Attachment and belonging
The typical peasant developed a very strong attachment to this structure. This was a far-reaching revolution, whose impact was psychological as much as architectural. Henceforth, attachment to ‘my house’ and separation from the neighbours became the psychological hallmark of a much more self-centred creature.
Stress of farming
The stress of farming had far-reaching consequences. It was the foundation of large-scale political and social systems. Sadly, the diligent peasants almost never achieved the future economic security they so craved through their hard work in the present. Everywhere, rulers and elites sprang up, living off the peasants’ surplus food and leaving them with only a bare subsistence.
Peasants and culture
These forfeited food surpluses fuelled politics, wars, art and philosophy. They built palaces, forts, monuments and temples. Until the late modern era, more than 90 percent of humans were peasants who rose each morning to till the land by the sweat of their brows.
Imagined orders are a way of cooperation
This is exactly what I mean by ‘imagined order’. We believe in a particular order not because it is objectively true, but because believing in it enables us to cooperate effectively and forge a better society. Imagined orders are not evil conspiracies or useless mirages. Rather, they are the only way large numbers of humans can cooperate effectively.

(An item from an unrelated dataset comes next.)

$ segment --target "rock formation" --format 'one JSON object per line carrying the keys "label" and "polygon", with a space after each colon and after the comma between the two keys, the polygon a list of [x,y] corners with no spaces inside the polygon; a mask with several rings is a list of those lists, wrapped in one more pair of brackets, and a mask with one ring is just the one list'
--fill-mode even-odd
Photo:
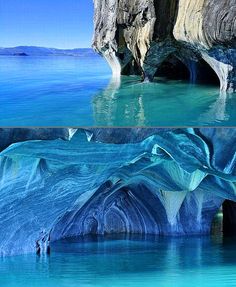
{"label": "rock formation", "polygon": [[1,255],[89,234],[208,234],[236,201],[236,129],[69,131],[16,129],[1,151]]}
{"label": "rock formation", "polygon": [[[218,76],[222,91],[236,91],[234,0],[94,0],[93,47],[115,75]],[[187,72],[186,72],[187,70]],[[212,76],[211,76],[212,75]]]}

Wars and violence is difficult to organise
Of all human collective activities, the one most difficult to organise is violence. To say that a social order is maintained by military force immediately raises the question: what maintains the military order? It is impossible to organise an army solely by coercion. At least some of the commanders and soldiers must truly believe in something, be it God, honour, motherland, manhood or money.
Indoctrination from young
You also educate people thoroughly. From the moment they are born, you constantly remind them of the principles of the imagined order, which are incorporated into anything and everything. They are incorporated into fairy tales, dramas, paintings, songs, etiquette, political propaganda, architecture, recipes and fashions.
Birth of maths
When the amount of people and property in a particular society crossed a critical threshold, it became necessary to store and process large amounts of mathematical data. Since the human brain could not do it, the system collapsed. For thousands of years after the Agricultural Revolution, human social networks remained relatively small and simple.
Sounds like modern computing
What set apart Sumer, as well as pharaonic Egypt, ancient China and the Inca Empire, is that these cultures developed good techniques of archiving, cataloguing and retrieving written records.
Make believe groups for hierarchy
Time and again people have created order in their societies by classifying the population into imagined categories, such as superiors, commoners and slaves; whites and blacks; patricians and plebeians; Brahmins and Shudras; or rich and poor. These categories have regulated relations between millions of humans by making some people legally, politically or socially superior to others.
the strongest not necessarily wins
In fact, human history shows that there is often an inverse relation between physical prowess and social power. In most societies, it’s the lower classes who do the manual labour. This may reflect Homo sapiens’ position in the food chain. If all that counted were raw physical abilities, Sapiens would have found themselves on a middle rung of the ladder.
How did patriarchy arrive?
How did it happen that in the one species whose success depends above all on cooperation, individuals who are supposedly less cooperative (men) control individuals who are supposedly more cooperative (women)? At present, we have no good answer. Maybe the common assumptions are just wrong.
Freedom and Equality
Another example is the modern political order. Ever since the French Revolution, people throughout the world have gradually come to see both equality and individual freedom as fundamental values. Yet the two values contradict each other. Equality can be ensured only by curtailing the freedoms of those who are better off. Guaranteeing that every individual will be free to do as he wishes inevitably short-changes equality.
Ability to hold contradictory beliefs
Cognitive dissonance is often considered a failure of the human psyche. In fact, it is a vital asset. Had people been unable to hold contradictory beliefs and values, it would probably have been impossible to establish and maintain any human culture.
Universal orders
The first millennium BC witnessed the appearance of three potentially universal orders, whose devotees could for the first time imagine the entire world and the entire human race as a single unit governed by a single set of laws. Everyone was ‘us’, at least potentially. There was no longer ‘them’. The first universal order to appear was economic: the monetary order. The second universal order was political: the imperial order. The third universal order was religious: the order of universal religions such as Buddhism, Christianity and Islam.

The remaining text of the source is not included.